Ein kulturelles Ereignis
in vollendeter Darbietung
Gastspiel der Leichlinger Kantorei in
der Stefanskirche in Simmern
SIMMERN. Für einen
neuzugezogenen, Musik als Beruf betreibenden, Bürger der
Stadt Simmern, bot sich kürzlich ein kulturelles Ereignis,
welchem er in dieser Vollendung, in dieser ländlichen
Stadt, nicht zu begegnen erwartete.
Der
evangelischen Kirchengemeinde Simmern war es gelungen,
die Leichlinger Kantorei mit Solisten und Orchester unter
der Leitung von Udo R. Follert zur Aufführung von Johann
Sebastian Bach's h-Moll-Messe in die Stefanskirche in
Simmern zu verpflichten.
Machte schon die
Vorankündigung des Werkes den Musikliebhaber gespannt, so
wird dem Besucher die Aufführung, unvergeßlich bleiben, da
Dirigent, Solisten, Chor und Orchester in der Interpretation
eine Leistung zeigten, auf die auch bedeutendere Ensembles
stolz sein könnten.
Bach's berühmte
h-Moll-Messe kann auch in einer katholischen Meßliturgie,
unter anderem wegen ihrer über zweistündigen Dauer, keine
Verwendung finden. Sie ist in vier, auch handschriftlich
gesonderten Werken überliefert: Eine aus Kyrie und Gloria
bestehende evangelische Kurzmesse (Missa Brevis), einem
Symbolum Nicaenum (Credo), einem Sanctus sowie einer
Parodierung der Texte Osanna, Benedictus, Agnus Dei und Dona
nobis pacem.
Bach hat diese
"Messe" 1733 komponiert. Sie verschaffte ihm den
Titel eines, Königlich Pohlnischen und Chur Saechssischen
Hoff-Compositeurs. Die Aufführung der Messe wird sich nach
alter Tradition auch weiterhin auf den Konzertgebrauch
beschränken müssen.
Es ist erstaunlich,
wie sehr der Chor der Leichlinger Kantorei dem vorn
Dirigenten Udo R. Follert geforderten Tempo einzelner Sätze
und der damit verbundenen Erhöhung des Schwierigkeitsgrades
folgen konnte. Der Dirigent überzeugte durch absolut
präzise Einsatzgebung und ein mitreißendes, sehr sicheres
und Überzeugendes Dirigat. Trotz des stark vom
musikalischen Ausdruck geprägten Dirigats hatte man nie den
Eindruck, daß die Interpretation durch emotionale
Überbetonungen Schaden erleide.
Besondere
Wertschätzung unter den Zuhörern erreichte die Altistin
Hilke Hellig, die zwar anfangs etwas nervös und aufgeregt
erschien, aber mit einer wohltönenden, herrlichen Altstimme
und einer sicheren und - trotz ihrer Jugend - bereits sehr
reifen Technik überzeugte. Die Sopranistin Agnes Giebel war
mit gewohnter Sicherheit und Ausstrahlung zu erleben. Auch
der Tenor Karl Markus stellte seine besondere Eignung als
Bach-Interpret überzeugend unter Beweis. Der Bassist
Philipp Langshaw konnte sich aufgrund seiner nicht sehr
starken Stimme nicht so recht über den Orchesterklang
stellen. Sicher spielt hier die im folgenden angesprochene
Raumsituation auch eine Rolle.
Die Enge des
Altarraumes läßt leider nicht zu, eine Aufstellung für
Solisten, Chor und Orchester zu finden, die es ermöglicht,
die Halligkeit des Kirchenraumes positiv zu nutzen. Es
entsteht dadurch, besonders bei schnellen Sätzen, der
Eindruck einer unpräzisen Artikulation und Stimmführung.
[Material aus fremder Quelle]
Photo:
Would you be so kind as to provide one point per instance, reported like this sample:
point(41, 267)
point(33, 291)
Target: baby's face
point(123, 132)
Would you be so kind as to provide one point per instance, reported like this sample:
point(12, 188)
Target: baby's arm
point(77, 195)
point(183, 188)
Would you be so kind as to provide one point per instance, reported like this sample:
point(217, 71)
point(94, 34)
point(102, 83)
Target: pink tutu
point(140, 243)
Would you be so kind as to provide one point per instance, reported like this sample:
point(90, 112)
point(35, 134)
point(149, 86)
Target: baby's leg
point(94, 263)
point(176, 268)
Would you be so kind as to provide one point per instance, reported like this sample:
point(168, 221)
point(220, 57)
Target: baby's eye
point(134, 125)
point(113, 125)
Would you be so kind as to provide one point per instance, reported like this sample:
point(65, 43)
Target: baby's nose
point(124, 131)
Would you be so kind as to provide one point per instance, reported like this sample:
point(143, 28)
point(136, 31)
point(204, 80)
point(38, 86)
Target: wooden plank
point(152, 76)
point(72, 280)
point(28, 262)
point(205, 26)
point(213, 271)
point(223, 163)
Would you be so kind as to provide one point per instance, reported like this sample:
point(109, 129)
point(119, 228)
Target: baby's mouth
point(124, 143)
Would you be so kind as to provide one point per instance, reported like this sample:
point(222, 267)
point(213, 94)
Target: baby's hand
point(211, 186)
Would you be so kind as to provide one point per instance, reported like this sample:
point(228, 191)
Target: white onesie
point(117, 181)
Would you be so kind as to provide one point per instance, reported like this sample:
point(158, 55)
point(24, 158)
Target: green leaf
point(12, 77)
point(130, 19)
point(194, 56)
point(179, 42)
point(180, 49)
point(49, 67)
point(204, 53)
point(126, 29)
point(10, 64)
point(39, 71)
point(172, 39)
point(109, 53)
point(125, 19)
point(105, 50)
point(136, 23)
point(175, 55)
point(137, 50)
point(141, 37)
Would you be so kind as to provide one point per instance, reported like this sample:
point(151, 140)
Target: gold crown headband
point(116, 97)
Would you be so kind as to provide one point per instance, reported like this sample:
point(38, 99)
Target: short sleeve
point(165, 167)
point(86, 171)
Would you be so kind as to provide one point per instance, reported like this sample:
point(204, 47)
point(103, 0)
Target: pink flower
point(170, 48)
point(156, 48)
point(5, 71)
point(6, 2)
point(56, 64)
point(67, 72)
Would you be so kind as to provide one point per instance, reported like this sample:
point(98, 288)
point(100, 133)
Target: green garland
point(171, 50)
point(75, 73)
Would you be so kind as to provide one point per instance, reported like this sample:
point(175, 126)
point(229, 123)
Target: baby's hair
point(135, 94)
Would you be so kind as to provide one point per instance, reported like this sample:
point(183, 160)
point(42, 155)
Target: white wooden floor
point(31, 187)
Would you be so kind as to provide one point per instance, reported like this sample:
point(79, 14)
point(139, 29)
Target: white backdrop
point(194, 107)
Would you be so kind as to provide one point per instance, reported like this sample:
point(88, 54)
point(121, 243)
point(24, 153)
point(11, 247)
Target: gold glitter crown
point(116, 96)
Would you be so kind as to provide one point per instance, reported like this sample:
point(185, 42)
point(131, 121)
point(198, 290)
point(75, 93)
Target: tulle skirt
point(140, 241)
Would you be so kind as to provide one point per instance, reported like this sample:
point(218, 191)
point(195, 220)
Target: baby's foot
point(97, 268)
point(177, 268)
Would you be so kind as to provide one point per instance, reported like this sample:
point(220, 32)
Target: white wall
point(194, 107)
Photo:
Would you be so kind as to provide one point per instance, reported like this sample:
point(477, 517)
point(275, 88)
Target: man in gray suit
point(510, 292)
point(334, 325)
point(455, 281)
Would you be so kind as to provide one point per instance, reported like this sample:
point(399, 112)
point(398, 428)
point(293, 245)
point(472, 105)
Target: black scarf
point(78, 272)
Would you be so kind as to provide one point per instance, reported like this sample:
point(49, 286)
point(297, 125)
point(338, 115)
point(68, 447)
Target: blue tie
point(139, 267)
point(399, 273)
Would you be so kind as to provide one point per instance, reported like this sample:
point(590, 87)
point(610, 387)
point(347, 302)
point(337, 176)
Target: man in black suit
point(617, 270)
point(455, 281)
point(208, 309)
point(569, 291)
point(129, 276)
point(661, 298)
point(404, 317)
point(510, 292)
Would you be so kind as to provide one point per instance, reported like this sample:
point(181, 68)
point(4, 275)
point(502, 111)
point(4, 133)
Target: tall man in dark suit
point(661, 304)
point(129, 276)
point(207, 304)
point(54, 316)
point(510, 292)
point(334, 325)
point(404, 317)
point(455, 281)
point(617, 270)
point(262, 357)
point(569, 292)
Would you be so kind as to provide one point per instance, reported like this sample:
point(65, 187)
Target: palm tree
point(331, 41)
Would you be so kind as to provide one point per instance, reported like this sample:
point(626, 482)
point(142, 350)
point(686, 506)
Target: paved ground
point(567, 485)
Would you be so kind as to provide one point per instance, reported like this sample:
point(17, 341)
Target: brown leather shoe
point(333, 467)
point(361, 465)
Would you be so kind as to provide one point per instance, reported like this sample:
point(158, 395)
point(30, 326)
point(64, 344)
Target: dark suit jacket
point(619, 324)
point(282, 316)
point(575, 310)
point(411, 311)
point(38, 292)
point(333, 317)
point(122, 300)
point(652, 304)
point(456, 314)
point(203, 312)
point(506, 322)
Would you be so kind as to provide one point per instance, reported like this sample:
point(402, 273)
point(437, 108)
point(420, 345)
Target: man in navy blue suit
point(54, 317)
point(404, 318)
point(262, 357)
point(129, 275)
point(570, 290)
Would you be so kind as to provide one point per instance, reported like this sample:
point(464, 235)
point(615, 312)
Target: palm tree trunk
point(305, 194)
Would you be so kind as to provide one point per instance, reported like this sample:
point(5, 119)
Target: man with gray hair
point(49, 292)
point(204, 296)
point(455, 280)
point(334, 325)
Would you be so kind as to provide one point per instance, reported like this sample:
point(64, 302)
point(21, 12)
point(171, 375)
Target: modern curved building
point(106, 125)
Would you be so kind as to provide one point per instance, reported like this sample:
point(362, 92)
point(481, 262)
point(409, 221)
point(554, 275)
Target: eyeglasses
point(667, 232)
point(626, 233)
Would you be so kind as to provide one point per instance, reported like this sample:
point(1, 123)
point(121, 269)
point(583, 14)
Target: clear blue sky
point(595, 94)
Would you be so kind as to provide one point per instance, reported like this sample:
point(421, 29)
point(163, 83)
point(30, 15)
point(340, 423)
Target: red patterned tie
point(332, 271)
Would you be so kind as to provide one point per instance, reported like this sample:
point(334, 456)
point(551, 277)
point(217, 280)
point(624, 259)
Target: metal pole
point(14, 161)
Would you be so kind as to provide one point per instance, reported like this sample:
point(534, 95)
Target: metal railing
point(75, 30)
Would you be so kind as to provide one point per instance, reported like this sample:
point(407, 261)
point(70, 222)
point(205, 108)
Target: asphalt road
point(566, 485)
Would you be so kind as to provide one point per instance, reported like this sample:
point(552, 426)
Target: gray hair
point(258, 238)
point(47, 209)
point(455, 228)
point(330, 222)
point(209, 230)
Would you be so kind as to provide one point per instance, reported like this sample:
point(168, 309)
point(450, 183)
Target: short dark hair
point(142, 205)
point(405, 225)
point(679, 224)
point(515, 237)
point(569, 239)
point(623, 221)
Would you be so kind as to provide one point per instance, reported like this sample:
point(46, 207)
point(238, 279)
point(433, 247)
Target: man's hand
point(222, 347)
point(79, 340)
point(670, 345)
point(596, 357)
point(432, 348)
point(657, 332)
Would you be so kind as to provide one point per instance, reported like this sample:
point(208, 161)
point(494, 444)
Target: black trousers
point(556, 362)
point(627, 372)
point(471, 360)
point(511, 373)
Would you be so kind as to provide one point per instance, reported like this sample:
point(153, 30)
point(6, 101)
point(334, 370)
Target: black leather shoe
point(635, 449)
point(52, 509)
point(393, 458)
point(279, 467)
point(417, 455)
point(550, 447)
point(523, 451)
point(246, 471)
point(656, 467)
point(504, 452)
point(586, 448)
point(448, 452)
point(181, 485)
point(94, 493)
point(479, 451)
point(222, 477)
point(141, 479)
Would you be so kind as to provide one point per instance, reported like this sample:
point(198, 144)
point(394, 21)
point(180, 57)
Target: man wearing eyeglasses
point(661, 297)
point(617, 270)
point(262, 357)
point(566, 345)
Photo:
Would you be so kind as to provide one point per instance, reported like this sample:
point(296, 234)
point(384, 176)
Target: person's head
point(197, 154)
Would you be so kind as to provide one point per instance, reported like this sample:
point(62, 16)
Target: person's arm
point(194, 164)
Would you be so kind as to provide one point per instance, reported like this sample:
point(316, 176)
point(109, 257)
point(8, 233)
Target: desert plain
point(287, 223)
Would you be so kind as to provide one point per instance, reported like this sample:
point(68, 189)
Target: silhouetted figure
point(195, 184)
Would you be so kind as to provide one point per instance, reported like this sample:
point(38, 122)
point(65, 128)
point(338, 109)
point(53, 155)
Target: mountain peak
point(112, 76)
Auch treten jeweils bei Satzbeginn leichte Schwierigkeiten
auf, hervorgerufen durch leichte metrische Unstimmigkeiten
infolge der immer neuen Gewöhnung an den starken Raumhall.
Die
Verantwortlichen der Kirchengemeinde sollten sich,
gegebenenfalls gemeinsam mit anderen Trägern von
Veranstaltungen in der Stefanskirche, über die
Möglichkeiten einer wirkungsvolleren Aufstellung der
Akteure solcher Veranstaltungen Gedanken machen.
Der evangelischen
Kirchengemeinde gebührt höchstes Lob und Anerkennung, da
sie es den Musikliebhabern in Simmern und Umgebung
ermöglichte, ein kulturelles Ereignis von solch hohem Rang
in ihrer eigenen Stadt zu erleben. Die hohe Besucherzahl und
der anhaltende Beifall am Ende der Veranstaltung, zollte den
Interpreten Ehre, sollte jedoch auch die Veranstalter zu
weiteren, solch guten Taten, ermuntern.